With the increased confusion around the new COVID restrictions being put in place, people are rallying around sources that bring clarity to a confusing world. Overwhelmed by a nonstop news feed, people are grappling with who to listen to and as a result, they are in a hyper-vigilant, hyper-observant state of mind.
Expectations are high, and while experts are divided on whether or not brands should play a role here, my personal opinion is that there is a big opportunity for brands to bolster, and to secure consumer confidence by being relevant, showing empathy and offering clarity.
As a mother yourself, do you think the industry does enough to support working parents?
The industry has come a really long way from when I first started and I personally am a better mother and a more productive employee because of that. As an industry there is always more we can do to support not only working parents but anyone who has any need or desire to work in a more flexible way.
Agencies need to be absolutely open minded when it comes to embracing different models.

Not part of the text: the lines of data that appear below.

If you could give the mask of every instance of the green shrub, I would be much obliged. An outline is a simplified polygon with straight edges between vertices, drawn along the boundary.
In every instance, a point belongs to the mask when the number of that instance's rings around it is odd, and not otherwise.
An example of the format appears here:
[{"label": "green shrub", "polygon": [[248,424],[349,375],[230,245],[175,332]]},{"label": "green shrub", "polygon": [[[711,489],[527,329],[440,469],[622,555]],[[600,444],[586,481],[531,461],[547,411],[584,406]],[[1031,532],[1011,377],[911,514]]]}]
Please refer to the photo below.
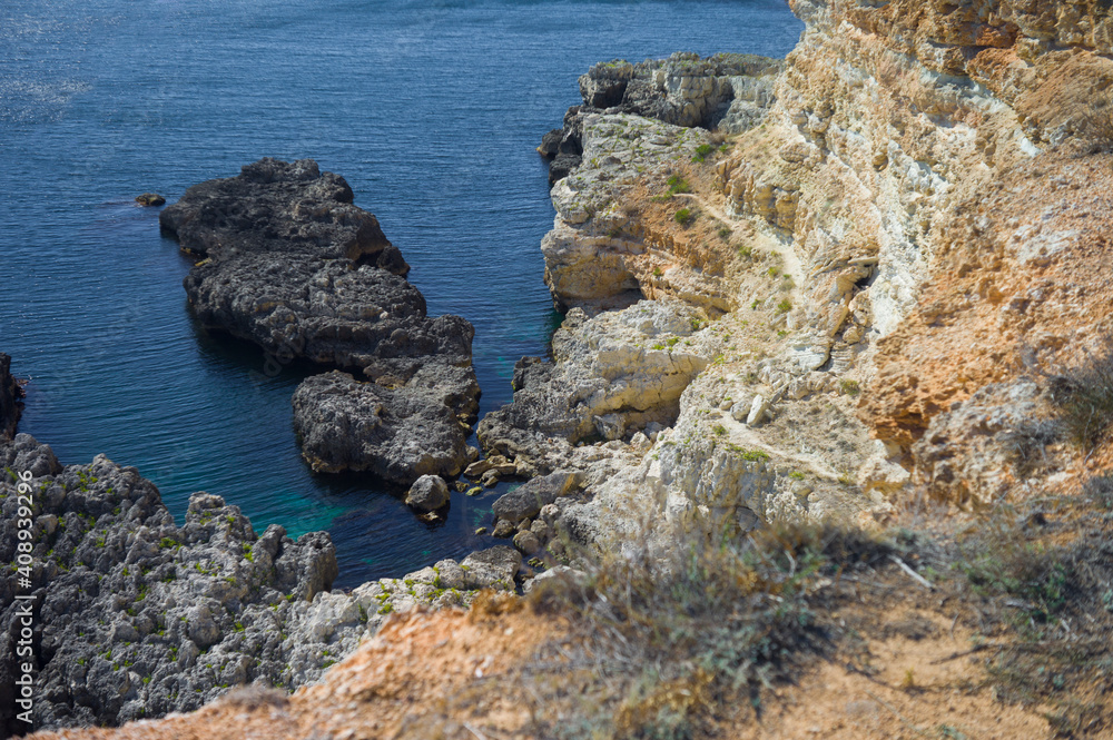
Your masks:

Flexible working can mean more than a four-day week, for example, and at Starcom, we have several examples of different successful models.

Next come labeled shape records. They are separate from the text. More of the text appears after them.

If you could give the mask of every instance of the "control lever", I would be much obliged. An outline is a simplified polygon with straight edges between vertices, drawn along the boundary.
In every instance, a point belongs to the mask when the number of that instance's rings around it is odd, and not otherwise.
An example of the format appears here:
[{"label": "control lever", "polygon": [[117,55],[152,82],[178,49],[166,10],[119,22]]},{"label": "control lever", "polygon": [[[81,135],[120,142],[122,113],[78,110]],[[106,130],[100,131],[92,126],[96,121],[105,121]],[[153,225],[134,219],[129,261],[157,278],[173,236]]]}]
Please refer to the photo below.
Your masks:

People to whom these ways of working are important will find the right fit, and my only advice would be to listen carefully for cues when you’re discussing this with a potential employer! Make sure they are not just giving lip service. Hold out for the right teams and the right roles – they do exist.
What is the most exciting technology or experience for brands to be thinking about right now? I.e. AR, VR, gaming, etc?
All of those and more. It’s one of the reasons I love this industry so much, you never know when all the technologies available to us will reach the tipping point of consumer scale and interest, or what’s around the corner.
The most exciting consumer experiences are when content, commerce and technology collide, and these will become even more engaging and compelling with time. There are many avenues in this space we are actively exploring that we believe will give our clients a real competitive edge; I could tell you but, as they say, then I’d have to kill you.
What did you learn from your experience leading PG One, Publicis' network dedicated to FMCG giant Procter & Gamble, and how have you brought those learnings into your new role?
Leading the PG One team was my first ‘management’ role (from a strategy background) so it was an eye opener to me in too many ways to list here.
In terms of the most important things though: I learned what a strong client/agency relationship looks like and the true potential of what it can deliver in terms of brilliant work and results. I saw the real benefits of an agency structure that brings together media, content and technology seamlessly – not only for the client and quality of output, but also for our own talent.
But the biggest lesson I learned, which I have tried very hard to bring to my broader Starcom role, is that any leader’s ‘vision’ isn’t worth much without a brilliant team on side.
So while ‘client first’ is a popular agency mantra throughout the industry, I will always argue hard for ‘my team first’. And in a crappy year like this one in particular, motivating and recognising the enormous efforts of my team has been something I’ve tried to keep front and centre.
What is your biggest hope for the future of the media and advertising industry?
That one day we will do away with timesheets (to be clear, until such a time, can everyone at Starcom please keep doing them).